Von zentraler Bedeutung ist ferner die Frage, wer wie viel erbt, strikt von der Frage zu trennen, wer was erbt. Das Erbe ist zunächst ein vermögensrechtlicher Anspruch. Das bedeutet, dass ein Erbe oder eine Erbin in einem ersten Schritt ein Recht auf einen bestimmten Anteil des Nachlasses hat. Die Aufteilung der konkreten Wertgegenstände unter den Erben ist ein oft noch komplizierteres Unterfangen als die Ermittlung ihrer rein wertmässigen Beteiligung.
Sie wählen Ihre Erben selber aus – die gewillkürte Erbfolge
Im Erbrecht gibt es einige zwingende Regeln, die immer eingehalten werden müssen. Der Rest hat freiwilligen Charakter. Sie können also mittels letztwilliger Verfügung von diesen freiwilligen Regeln abweichen. Innerhalb der gesetzlichen Schranken kann also ein urteilsfähiger und volljähriger Erblasser selbst bestimmen, was mit seinem Vermögen im Sterbefall geschehen soll. Erfüllt die Verfügung von Todes wegen (Testament oder Erbvertrag) die Vorgaben nicht, so ist sie in der Regel bis zur erfolgreichen Anfechtung durch Berechtigte am Gericht dennoch gültig.
Die Pflichtteile müssen Sie einhalten
In Bezug auf das den Hinterbliebenen zustehende Vermögen sind besonders die Pflichtteile von grosser Bedeutung. Diese bemessen sich in Anlehnung an die gesetzliche Erbfolge und stehen den Erben zu, soweit keine Enterbungsgründe vorliegen. Ein Pflichtteil von der Hälfte ihrer gesetzlichen Quote stehen den Nachkommen und dem Ehegatten / eingetragenen Partner des Erblassers zu. Andere Verwandte (zum Beispiel Eltern oder Geschwister des Erblassers) geniessen grundsätzlich keinen Pflichtteilsschutz.
Über welchen Teil kann ich unbegrenzt verfügen?
Das über die Pflichtteile hinausgehende Vermögen wird als frei verfügbare Quote bezeichnet und unterliegt allein dem Willen des Erblassers. Somit kann dieser einerseits Erben einsetzen, andererseits ausgewählten Personen ein Vermächtnis als Vermögensvorteil ausrichten.

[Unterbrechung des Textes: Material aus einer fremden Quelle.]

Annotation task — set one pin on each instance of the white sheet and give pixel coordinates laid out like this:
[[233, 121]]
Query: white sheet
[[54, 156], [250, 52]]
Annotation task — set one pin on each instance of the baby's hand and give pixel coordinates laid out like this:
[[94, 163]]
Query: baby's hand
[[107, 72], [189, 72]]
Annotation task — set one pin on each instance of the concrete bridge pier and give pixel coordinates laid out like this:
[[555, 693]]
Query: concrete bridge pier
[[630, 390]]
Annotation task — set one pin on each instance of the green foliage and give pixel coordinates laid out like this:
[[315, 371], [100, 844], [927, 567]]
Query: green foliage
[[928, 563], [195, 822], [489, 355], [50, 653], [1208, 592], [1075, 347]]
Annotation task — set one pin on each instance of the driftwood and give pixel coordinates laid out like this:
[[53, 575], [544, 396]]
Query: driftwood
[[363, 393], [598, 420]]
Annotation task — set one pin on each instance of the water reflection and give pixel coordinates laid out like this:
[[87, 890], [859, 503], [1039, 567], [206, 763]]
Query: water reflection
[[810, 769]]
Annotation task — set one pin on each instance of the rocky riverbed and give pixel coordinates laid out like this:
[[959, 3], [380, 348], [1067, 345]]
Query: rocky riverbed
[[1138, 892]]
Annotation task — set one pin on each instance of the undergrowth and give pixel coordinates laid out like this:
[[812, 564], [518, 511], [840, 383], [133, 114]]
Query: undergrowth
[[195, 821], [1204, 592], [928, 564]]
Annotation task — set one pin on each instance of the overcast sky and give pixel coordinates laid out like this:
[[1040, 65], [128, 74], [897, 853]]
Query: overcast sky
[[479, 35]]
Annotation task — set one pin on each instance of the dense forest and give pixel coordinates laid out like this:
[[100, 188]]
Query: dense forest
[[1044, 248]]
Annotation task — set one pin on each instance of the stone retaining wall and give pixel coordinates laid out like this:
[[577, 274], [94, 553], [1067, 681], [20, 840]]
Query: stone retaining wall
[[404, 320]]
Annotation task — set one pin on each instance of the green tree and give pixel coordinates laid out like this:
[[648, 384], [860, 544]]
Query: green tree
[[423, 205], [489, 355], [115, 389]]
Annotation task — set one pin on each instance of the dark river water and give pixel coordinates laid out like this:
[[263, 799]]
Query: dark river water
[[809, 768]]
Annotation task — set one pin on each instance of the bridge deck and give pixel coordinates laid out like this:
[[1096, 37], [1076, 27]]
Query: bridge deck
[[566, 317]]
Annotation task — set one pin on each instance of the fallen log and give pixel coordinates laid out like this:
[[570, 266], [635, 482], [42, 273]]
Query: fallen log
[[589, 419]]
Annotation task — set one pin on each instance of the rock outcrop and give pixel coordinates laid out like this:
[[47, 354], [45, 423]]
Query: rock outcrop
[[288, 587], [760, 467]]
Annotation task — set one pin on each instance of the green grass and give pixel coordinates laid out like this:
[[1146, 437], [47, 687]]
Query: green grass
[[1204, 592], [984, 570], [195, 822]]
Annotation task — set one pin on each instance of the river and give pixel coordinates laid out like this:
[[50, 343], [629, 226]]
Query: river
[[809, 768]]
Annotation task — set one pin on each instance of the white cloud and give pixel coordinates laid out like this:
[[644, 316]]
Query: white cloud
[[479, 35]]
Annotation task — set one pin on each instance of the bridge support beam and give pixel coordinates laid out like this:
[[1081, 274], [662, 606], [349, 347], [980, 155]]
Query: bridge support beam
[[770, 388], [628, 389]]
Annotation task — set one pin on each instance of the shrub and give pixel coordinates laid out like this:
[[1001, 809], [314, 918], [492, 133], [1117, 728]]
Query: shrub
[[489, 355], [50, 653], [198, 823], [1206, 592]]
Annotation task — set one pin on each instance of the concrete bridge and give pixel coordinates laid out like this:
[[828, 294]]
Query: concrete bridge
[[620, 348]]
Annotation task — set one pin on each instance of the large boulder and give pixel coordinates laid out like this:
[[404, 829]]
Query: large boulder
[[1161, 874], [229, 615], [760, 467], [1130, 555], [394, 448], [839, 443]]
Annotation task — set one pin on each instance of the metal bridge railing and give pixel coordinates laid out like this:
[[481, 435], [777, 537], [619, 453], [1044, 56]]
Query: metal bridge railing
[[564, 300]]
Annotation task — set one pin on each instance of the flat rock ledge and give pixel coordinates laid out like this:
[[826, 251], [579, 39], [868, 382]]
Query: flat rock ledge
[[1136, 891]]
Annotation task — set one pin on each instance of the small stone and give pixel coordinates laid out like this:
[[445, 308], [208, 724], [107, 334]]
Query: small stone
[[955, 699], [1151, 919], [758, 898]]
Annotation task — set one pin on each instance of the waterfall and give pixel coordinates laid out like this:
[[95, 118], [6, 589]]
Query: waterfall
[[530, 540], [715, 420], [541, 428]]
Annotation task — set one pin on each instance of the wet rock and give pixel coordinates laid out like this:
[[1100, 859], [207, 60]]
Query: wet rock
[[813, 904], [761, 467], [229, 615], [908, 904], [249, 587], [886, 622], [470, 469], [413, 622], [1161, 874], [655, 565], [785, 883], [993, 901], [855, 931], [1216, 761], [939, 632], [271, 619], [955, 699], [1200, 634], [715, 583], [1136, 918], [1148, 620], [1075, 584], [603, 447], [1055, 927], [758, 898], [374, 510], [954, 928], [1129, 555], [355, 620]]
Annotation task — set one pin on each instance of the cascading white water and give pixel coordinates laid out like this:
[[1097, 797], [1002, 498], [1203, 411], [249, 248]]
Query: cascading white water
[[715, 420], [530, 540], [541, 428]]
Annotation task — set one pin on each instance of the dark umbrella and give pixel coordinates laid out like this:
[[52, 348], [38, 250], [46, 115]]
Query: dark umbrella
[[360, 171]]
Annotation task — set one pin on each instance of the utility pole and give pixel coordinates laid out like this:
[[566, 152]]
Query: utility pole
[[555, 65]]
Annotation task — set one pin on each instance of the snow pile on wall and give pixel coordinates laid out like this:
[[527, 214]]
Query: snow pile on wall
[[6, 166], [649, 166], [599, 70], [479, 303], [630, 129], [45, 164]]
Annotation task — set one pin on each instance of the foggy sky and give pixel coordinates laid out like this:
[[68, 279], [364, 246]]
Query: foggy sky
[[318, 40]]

Vermächtnisnehmer sind keine Erben und als solche auch keinen Erbenpflichten unterworfen.
Weitere Vererbungsmöglichkeiten
Der Erblasser kann auch Eventualitäten berücksichtigen und so weiter vorausplanen: Mit einer Ersatzverfügung kann er Ersatzerben bestimmen, denen Vermögenswerte zufallen, sollten die ursprünglich Bedachten das Erbe nicht annehmen (können). Zudem kann er Nacherben einsetzen. Dabei verpflichtet der Erblasser einen Erben damit, die vererbten Güter zu einem festgelegten Zeitpunkt oder spätestens im Sterbefall des Nacherben einer Person weiterzugeben, den der ursprüngliche Erblasser zum Voraus bestimmt hat.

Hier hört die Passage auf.